[llvm-mca][X86] Teach how to identify register writes that implicitly clear the upper portion of a super-register.
This patch teaches llvm-mca how to identify register writes that implicitly zero
the upper portion of a super-register.
On X86-64, a general purpose register is implemented in hardware as a 64-bit
register. Quoting the Intel 64 Software Developer's Manual: "an update to the
lower 32 bits of a 64 bit integer register is architecturally defined to zero
extend the upper 32 bits". Also, a write to an XMM register performed by an AVX
instruction implicitly zeroes the upper 128 bits of the aliasing YMM register.
This patch adds a new method named clearsSuperRegisters to the MCInstrAnalysis
interface to help identify instructions that implicitly clear the upper portion
of a super-register. The rest of the patch teaches llvm-mca how to use that new
method to obtain the information, and update the register dependencies
accordingly.
I compared the kernels from tests clear-super-register-1.s and
clear-super-register-2.s against the output from perf on btver2. Previously
there was a large discrepancy between the estimated IPC and the measured IPC.
Now the differences are mostly in the noise.

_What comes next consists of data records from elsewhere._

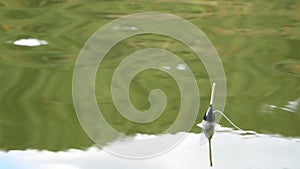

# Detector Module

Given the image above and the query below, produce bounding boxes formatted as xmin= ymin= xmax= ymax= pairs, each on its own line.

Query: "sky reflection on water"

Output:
xmin=0 ymin=128 xmax=300 ymax=169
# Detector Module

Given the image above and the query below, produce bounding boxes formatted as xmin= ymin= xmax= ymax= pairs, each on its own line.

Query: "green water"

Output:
xmin=0 ymin=0 xmax=300 ymax=166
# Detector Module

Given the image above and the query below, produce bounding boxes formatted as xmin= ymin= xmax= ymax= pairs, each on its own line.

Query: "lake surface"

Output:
xmin=0 ymin=0 xmax=300 ymax=169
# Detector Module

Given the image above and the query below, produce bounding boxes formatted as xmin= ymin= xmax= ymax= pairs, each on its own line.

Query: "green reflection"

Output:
xmin=0 ymin=0 xmax=300 ymax=151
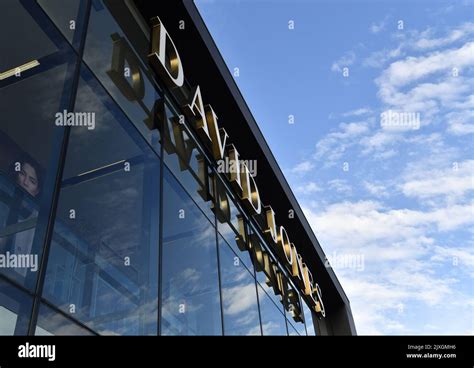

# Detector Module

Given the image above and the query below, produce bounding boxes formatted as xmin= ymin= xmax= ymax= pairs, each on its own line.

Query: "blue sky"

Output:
xmin=196 ymin=0 xmax=474 ymax=334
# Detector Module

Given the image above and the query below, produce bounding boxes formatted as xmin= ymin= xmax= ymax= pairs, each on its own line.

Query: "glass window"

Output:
xmin=84 ymin=0 xmax=159 ymax=152
xmin=44 ymin=70 xmax=160 ymax=335
xmin=0 ymin=280 xmax=33 ymax=335
xmin=217 ymin=183 xmax=254 ymax=271
xmin=287 ymin=322 xmax=300 ymax=336
xmin=286 ymin=289 xmax=306 ymax=336
xmin=219 ymin=238 xmax=261 ymax=335
xmin=258 ymin=286 xmax=287 ymax=336
xmin=35 ymin=304 xmax=93 ymax=336
xmin=161 ymin=169 xmax=222 ymax=335
xmin=0 ymin=0 xmax=76 ymax=288
xmin=301 ymin=300 xmax=316 ymax=336
xmin=160 ymin=105 xmax=214 ymax=221
xmin=38 ymin=0 xmax=87 ymax=49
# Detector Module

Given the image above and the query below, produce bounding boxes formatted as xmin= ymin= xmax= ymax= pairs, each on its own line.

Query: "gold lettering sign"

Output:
xmin=119 ymin=17 xmax=326 ymax=321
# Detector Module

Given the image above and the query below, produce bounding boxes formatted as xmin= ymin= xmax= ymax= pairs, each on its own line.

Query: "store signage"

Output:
xmin=107 ymin=17 xmax=326 ymax=320
xmin=148 ymin=17 xmax=325 ymax=317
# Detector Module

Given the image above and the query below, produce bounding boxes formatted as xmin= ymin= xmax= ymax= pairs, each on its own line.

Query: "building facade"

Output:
xmin=0 ymin=0 xmax=356 ymax=335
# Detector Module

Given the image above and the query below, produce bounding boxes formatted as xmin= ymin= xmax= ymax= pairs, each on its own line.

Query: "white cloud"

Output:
xmin=369 ymin=20 xmax=386 ymax=34
xmin=446 ymin=109 xmax=474 ymax=135
xmin=314 ymin=121 xmax=369 ymax=163
xmin=296 ymin=182 xmax=323 ymax=195
xmin=364 ymin=181 xmax=390 ymax=198
xmin=362 ymin=45 xmax=403 ymax=68
xmin=413 ymin=22 xmax=474 ymax=49
xmin=400 ymin=160 xmax=474 ymax=203
xmin=331 ymin=51 xmax=356 ymax=72
xmin=328 ymin=179 xmax=352 ymax=194
xmin=291 ymin=161 xmax=314 ymax=174
xmin=376 ymin=42 xmax=474 ymax=91
xmin=342 ymin=107 xmax=372 ymax=117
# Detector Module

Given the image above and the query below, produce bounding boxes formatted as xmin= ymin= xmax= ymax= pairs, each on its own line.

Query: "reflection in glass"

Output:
xmin=301 ymin=300 xmax=316 ymax=336
xmin=287 ymin=322 xmax=300 ymax=336
xmin=0 ymin=280 xmax=32 ymax=335
xmin=84 ymin=0 xmax=159 ymax=152
xmin=35 ymin=304 xmax=92 ymax=336
xmin=287 ymin=295 xmax=306 ymax=336
xmin=43 ymin=71 xmax=160 ymax=335
xmin=38 ymin=0 xmax=86 ymax=49
xmin=0 ymin=0 xmax=75 ymax=287
xmin=217 ymin=183 xmax=253 ymax=270
xmin=161 ymin=169 xmax=222 ymax=335
xmin=0 ymin=0 xmax=58 ymax=71
xmin=159 ymin=105 xmax=214 ymax=221
xmin=258 ymin=286 xmax=287 ymax=336
xmin=219 ymin=239 xmax=261 ymax=335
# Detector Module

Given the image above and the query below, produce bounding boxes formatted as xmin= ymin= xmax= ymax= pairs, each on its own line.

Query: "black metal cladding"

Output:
xmin=135 ymin=0 xmax=356 ymax=334
xmin=0 ymin=0 xmax=355 ymax=334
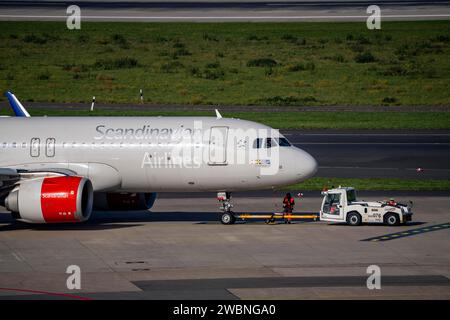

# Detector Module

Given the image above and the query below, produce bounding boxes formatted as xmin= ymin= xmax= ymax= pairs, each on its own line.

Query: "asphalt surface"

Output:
xmin=0 ymin=192 xmax=450 ymax=300
xmin=0 ymin=0 xmax=450 ymax=22
xmin=282 ymin=130 xmax=450 ymax=180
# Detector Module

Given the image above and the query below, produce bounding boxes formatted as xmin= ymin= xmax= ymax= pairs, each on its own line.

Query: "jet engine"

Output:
xmin=94 ymin=192 xmax=157 ymax=211
xmin=5 ymin=176 xmax=94 ymax=223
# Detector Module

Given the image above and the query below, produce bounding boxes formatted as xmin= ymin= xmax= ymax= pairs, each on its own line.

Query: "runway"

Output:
xmin=281 ymin=130 xmax=450 ymax=179
xmin=0 ymin=0 xmax=450 ymax=22
xmin=0 ymin=193 xmax=450 ymax=300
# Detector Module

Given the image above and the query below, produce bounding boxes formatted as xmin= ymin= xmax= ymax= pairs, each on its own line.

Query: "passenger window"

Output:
xmin=253 ymin=138 xmax=277 ymax=149
xmin=277 ymin=137 xmax=292 ymax=147
xmin=253 ymin=138 xmax=262 ymax=149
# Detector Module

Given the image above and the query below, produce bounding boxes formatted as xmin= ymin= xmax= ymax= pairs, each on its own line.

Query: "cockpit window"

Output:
xmin=253 ymin=138 xmax=277 ymax=149
xmin=277 ymin=137 xmax=291 ymax=147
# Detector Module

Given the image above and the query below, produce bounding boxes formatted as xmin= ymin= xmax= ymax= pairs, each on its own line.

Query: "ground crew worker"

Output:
xmin=266 ymin=193 xmax=295 ymax=224
xmin=283 ymin=192 xmax=295 ymax=223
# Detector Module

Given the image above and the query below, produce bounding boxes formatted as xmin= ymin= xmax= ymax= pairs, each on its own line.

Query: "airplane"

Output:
xmin=0 ymin=92 xmax=317 ymax=224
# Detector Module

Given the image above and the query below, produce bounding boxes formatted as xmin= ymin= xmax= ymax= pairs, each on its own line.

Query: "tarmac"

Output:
xmin=0 ymin=0 xmax=450 ymax=22
xmin=0 ymin=191 xmax=450 ymax=299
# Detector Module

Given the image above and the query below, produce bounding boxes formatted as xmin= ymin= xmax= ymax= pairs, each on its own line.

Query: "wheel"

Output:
xmin=220 ymin=212 xmax=236 ymax=224
xmin=347 ymin=212 xmax=362 ymax=226
xmin=384 ymin=213 xmax=400 ymax=226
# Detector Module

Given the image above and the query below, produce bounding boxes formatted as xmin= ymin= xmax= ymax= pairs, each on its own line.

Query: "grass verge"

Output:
xmin=3 ymin=107 xmax=450 ymax=129
xmin=0 ymin=21 xmax=450 ymax=109
xmin=281 ymin=178 xmax=450 ymax=191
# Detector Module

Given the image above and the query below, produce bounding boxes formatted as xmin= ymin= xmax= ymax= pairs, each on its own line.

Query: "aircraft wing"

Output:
xmin=5 ymin=91 xmax=30 ymax=118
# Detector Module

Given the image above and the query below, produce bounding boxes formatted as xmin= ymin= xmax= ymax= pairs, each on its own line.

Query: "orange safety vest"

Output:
xmin=283 ymin=197 xmax=295 ymax=209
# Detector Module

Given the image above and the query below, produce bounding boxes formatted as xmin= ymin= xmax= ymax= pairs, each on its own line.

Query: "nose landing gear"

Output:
xmin=217 ymin=192 xmax=236 ymax=224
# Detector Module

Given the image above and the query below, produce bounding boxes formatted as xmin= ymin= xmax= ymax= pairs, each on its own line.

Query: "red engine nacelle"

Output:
xmin=5 ymin=177 xmax=93 ymax=223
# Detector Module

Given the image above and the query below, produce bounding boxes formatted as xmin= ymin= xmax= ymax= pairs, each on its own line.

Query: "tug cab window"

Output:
xmin=253 ymin=138 xmax=277 ymax=149
xmin=323 ymin=193 xmax=341 ymax=215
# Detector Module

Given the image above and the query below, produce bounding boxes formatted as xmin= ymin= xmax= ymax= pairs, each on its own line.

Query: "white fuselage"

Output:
xmin=0 ymin=117 xmax=317 ymax=192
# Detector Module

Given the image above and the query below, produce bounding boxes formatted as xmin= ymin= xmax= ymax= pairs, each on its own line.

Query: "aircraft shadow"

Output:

Differential Revision: https://reviews.llvm.org/D48225
llvm-svn: 335113
diff --git a/llvm/tools/llvm-mca/llvm-mca.cpp b/llvm/tools/llvm-mca/llvm-mca.cpp
index 4d10704..372be3e 100644
--- a/llvm/tools/llvm-mca/llvm-mca.cpp
+++ b/llvm/tools/llvm-mca/llvm-mca.cpp
@@ -388,6 +388,9 @@
std::unique_ptr<MCInstrInfo> MCII(TheTarget->createMCInstrInfo());
+ std::unique_ptr<MCInstrAnalysis> MCIA(
+ TheTarget->createMCInstrAnalysis(MCII.get()));
+
if (!MCPU.compare("native"))
MCPU = llvm::sys::getHostCPUName();
@@ -457,7 +460,7 @@
Width = DispatchWidth;
// Create an instruction builder.
- mca::InstrBuilder IB(*STI, *MCII);
+ mca::InstrBuilder IB(*STI, *MCII, *MRI, *MCIA);
// Number each region in the sequence.
unsigned RegionIdx = 0;